Venetoclax (VEN) is an oral BCL2 inhibitor, that has been shown to overcome apoptotic stress in cells from patients (pts) with high-risk myelodysplastic syndrome (MDS). Pre-clinical evidence indicates that VEN plus azacytidine (Aza) combination results in synergistic effects in myeloid malignancies. The objective of this trial is to evaluate the safety, tolerability, and overall response rate (ORR) of VEN in combination with Aza in pts with treatment-naive high-risk MDS or chronic myelomonocytic leukemia (CMML) and pts that were relapsed/refractory (R/R) to prior hypomethylating agent (HMA) therapy.

Methods:

This is a single-arm phase I/II clinical trial for pts with treatment-naive high-risk MDS or CMML, or pts with R/R MDS or CMML post-HMA failure (NCT04160052). Pts with prior BCL2 inhibitor therapy or low-risk disease (IPSS low or Int-1) are excluded. Aza is administered at 75mg/m2 IV or SC for 5 days on days 1-5 of each treatment cycle. VEN is studied at 100 mg, 200 mg, or 400 mg daily, on days 1-7 or 1-14 of each cycle.
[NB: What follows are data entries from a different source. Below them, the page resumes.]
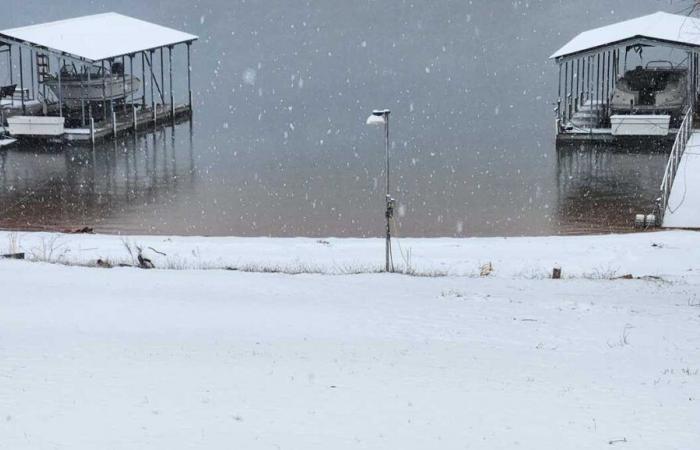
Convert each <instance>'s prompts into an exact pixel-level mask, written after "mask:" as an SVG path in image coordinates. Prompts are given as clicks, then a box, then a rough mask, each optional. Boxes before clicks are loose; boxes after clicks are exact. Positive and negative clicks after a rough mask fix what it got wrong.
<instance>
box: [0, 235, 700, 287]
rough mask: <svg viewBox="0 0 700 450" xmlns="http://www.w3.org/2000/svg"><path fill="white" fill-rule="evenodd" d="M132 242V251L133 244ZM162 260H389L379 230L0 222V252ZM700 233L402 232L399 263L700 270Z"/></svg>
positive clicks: (462, 269) (508, 270)
mask: <svg viewBox="0 0 700 450" xmlns="http://www.w3.org/2000/svg"><path fill="white" fill-rule="evenodd" d="M127 245H128V246H129V247H130V248H131V252H132V254H130V253H129V251H128V250H127ZM137 246H138V247H141V248H142V249H143V251H144V255H145V256H147V257H148V258H149V259H151V260H153V262H154V263H155V265H156V267H160V268H180V269H183V268H187V269H197V268H238V269H242V270H256V269H260V270H266V269H267V270H279V271H287V272H318V273H330V274H347V273H356V272H373V271H377V270H379V269H380V268H381V267H382V266H383V258H384V250H383V248H384V247H383V246H384V241H383V240H381V239H335V238H330V239H310V238H238V237H175V236H172V237H164V236H126V237H122V236H114V235H89V234H82V235H71V234H54V233H31V232H27V233H12V232H0V253H2V252H4V251H8V252H10V251H22V252H26V253H27V255H28V256H29V257H36V258H38V259H39V260H50V261H55V262H66V263H77V264H92V263H94V262H95V261H97V260H98V259H102V260H109V261H112V262H114V263H120V262H122V263H132V262H133V258H134V257H135V255H133V253H135V252H136V250H135V248H136V247H137ZM698 248H700V233H697V232H692V231H668V232H658V233H637V234H621V235H602V236H566V237H517V238H472V239H450V238H440V239H401V240H399V241H398V242H395V244H394V260H395V262H396V266H397V267H399V268H406V267H409V268H410V269H412V270H414V271H417V272H421V273H424V274H446V275H462V276H465V275H466V276H474V275H479V273H480V269H481V267H482V266H484V265H486V264H489V263H490V264H491V267H492V268H493V272H492V273H491V275H492V276H496V277H507V278H512V277H517V278H543V277H546V276H548V275H549V274H551V271H552V268H553V267H554V266H557V265H558V266H561V267H562V269H563V273H564V276H565V277H587V278H611V277H614V276H620V275H626V274H632V275H635V276H666V275H679V274H683V273H686V272H687V271H688V270H693V269H695V270H700V260H699V259H698V257H697V249H698Z"/></svg>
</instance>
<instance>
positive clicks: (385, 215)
mask: <svg viewBox="0 0 700 450" xmlns="http://www.w3.org/2000/svg"><path fill="white" fill-rule="evenodd" d="M389 114H391V111H389V110H388V109H375V110H374V111H372V115H371V116H369V117H368V118H367V125H384V139H385V148H386V212H385V214H384V216H385V218H386V247H385V253H386V266H385V268H386V271H387V272H393V271H394V264H393V261H392V258H391V219H392V217H394V199H393V198H391V194H390V192H389Z"/></svg>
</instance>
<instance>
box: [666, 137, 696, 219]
mask: <svg viewBox="0 0 700 450" xmlns="http://www.w3.org/2000/svg"><path fill="white" fill-rule="evenodd" d="M699 174H700V131H698V130H694V131H693V132H692V133H691V135H690V138H689V139H688V143H687V146H686V149H685V151H684V152H683V154H682V155H681V157H680V160H679V161H678V166H677V169H676V176H675V180H674V181H673V183H672V186H671V191H670V193H669V197H668V200H667V202H666V203H667V204H666V207H665V214H664V215H663V223H662V226H663V227H664V228H700V176H698V175H699Z"/></svg>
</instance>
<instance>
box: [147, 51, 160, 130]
mask: <svg viewBox="0 0 700 450" xmlns="http://www.w3.org/2000/svg"><path fill="white" fill-rule="evenodd" d="M150 53H151V55H150V56H151V60H150V61H149V63H148V68H149V70H150V71H151V109H152V110H153V125H154V126H155V124H156V121H157V119H158V113H157V112H156V94H155V90H154V89H155V86H154V85H155V75H154V74H153V54H154V50H151V52H150Z"/></svg>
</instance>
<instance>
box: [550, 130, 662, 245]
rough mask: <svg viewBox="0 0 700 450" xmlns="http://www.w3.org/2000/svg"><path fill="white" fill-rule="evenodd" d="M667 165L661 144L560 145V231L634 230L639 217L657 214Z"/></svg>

The primary endpoint is to determine the maximum tolerated dose and dose-limiting toxicity (DLT) of VEN in combination with Aza, as well as to evaluate ORR, defined as achieving complete remission (CR), marrow complete remission (mCR), partial response (PR), or hematologic improvement (HI) lasting ≥4 weeks. Response is assessed based on the modified International Working Group 2006 criteria (Cheson et al Blood 2006). Overall survival (OS) is calculated from the start date of treatment to the date of death, or last follow-up. Progression-free survival (PFS) is calculated from the start date of treatment to the date of disease progression, or last follow-up. Duration of response is calculated from the date of response to the date of disease progression, or last follow-up. Safety profile events were recorded according to the CTCAE v5.0.

Results:

To date 9 pts were enrolled. Four pts received VEN at 100mg dose, 3 pts at 200mg dose, and 2 pts at 400mg dose on days 1-7. There has been no protocol defined DLTs. The median age was 66 years (range, 59-83), 89% were male, 67% with MDS, 67% with normal karyotype. Five pts (56%) were treatment-naive, and 4 (44%) with R/R disease. Of the treatment-naive cohort (N=5), 4/5 (80%) pts had normal karyotype and none had TP53 mutations. ORR rate in this treatment-naive cohort was 100%, all pts achieving mCR, of which 1 (20%) had neutrophil response. Of the R/R cohort (N=4), cytogenetics were normal in 2/4 (50%) and complex in 2/4 (50%), and 2/4 (50%) had TP53 mutations. ORR in this R/R cohort was 3/4 (75%), all achieving mCR. One pt (25%) had stable disease (Table 1 and Figure 1). With a median follow-up duration of 3.6 months (95% CI: 1.4-8.4), 3 (33%) had disease progression and 1 (11%) died. Pts received median 2 courses of therapy (range, 1-4). One pt went to transplant. Median progression-free survival (PFS) for the entire cohort was 4.6 months (95% CI: 3.4-NA) and median OS has not been reached (Figure 2). Median duration of response is 4.1 months (95% CI: 2.4-NA). Possibly/probably related grade 3/4 adverse events included neutropenia in 4/9 (44%), thrombocytopenia in 3/9 (33%), and anemia in 1/9 (11%) pts. There were no grade 5 events (Table 2).

Conclusions:

The administration of VEN with Aza appears safe and well tolerated in treatment-naive and R/R pts with high-risk MDS and CMML. The study continues to accrue.